必死に抗うものの、溢れ出した虚無の闇は足の先から少しずつ体を満たして。抵抗を

示すnの心をあざ笑うように、ゆっくりと侵食していく。

 静かに、そして音もなく。

暗い混沌の闇がnのすべてを食い尽く、その寸前。

 ──声が、聞こえた。

「nっ……!」

 沈みかけたnの意識が、自分を呼ぶ声に引かれて急速に浮上する。我に返った、

その視線の先。モノクロに染まった視界のなかで、ただ一つ鮮やかな色を放つ其処に

焦がれた姿を見つけ、nは目を瞠いた。

「よかった……見つかって」

 安堵の表情を浮かべ、アキラが足早に駆け寄る。

「俺は、nみたいに匂いを追うなんて出来ないから、もし見つからなかったらって……

すごく焦った」

 よほど捜し回ったのか、語尾は途切れがちで吐く息も荒い。
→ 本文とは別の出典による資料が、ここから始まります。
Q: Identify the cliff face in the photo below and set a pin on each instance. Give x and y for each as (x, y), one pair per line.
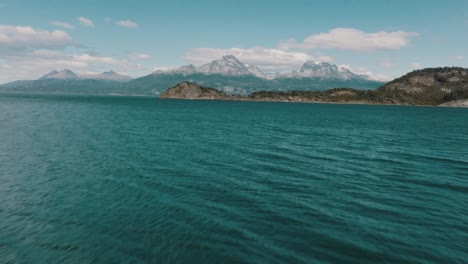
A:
(188, 90)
落ち着かせようと

伸ばしたnの手を搦め捕り、アキラはギュッと両手で握り締める。nですら微かに

痛みを感じるほど、力強く。

「……一人になっちまうかと思った」

 ポツリと漏らされた、弱々しいアキラの呟きに。nはようやく先程まで自分満たしていた

闇の正体を知る。

 あれは『恐怖』だ。アキラを失い、再び孤独になることへの。ひとりだけ取り残され、

終わりなき絶望に蝕まれることへの、本能的な恐怖。

「n?」

 ずっと沈黙したままのnを訝しんで、アキラが首を傾げる。心配そうに覗き込む彼を、

まるで何かに突き動かされるように、nは荒々しく抱き寄せた。

「なっ……」

「少し──こうしていてくれ」

 身じろぐアキラの耳元で囁いて、その身体を深く抱き締める。周囲の好奇の目も

気に止めることもなく、ただこの手に取り戻した存在をしっかりと確かめるように。

 胸に感じる、あたたかな温もり。アキラが生きている証であるそれは目映いほど

輝いてnの中に染み込み、いまだしつこく絡みついていた闇を跡形もなく消し去った。

 あれほどきつく戒めていた重みがすべて取れ払われ、すっと軽くなる。それでもnは

アキラを抱く手を緩めなかった。困惑するだけだったアキラも何かを察したのか、労る

ようにnの背に腕を回す。

 どれほど言葉を費やしても語ることのできない唯一の安らぎ抱いて、nは静かに

息を吐く。

 自分は、弱くなったのかもしれない。

 孤独を知って。

 そして、ぬくもりを得て。

 自分だけの世界に閉じこもっていた頃よりも、惑い悩むことが多くなった。

それはとても危険なことだ。迷いは隙を生み、心を鈍らせる。心が鈍れば、命を落とす

確立も高くなる。

 それでも、もうアキラを手放すことはできない。

失えば──きっと自分は壊れてしまう。今度こそ完全に。

 漠然とした、けれど妙に強い確信。不安にも似たそれを痛いほど感じながら、nは

腕の中のアキラにそっと口接けた。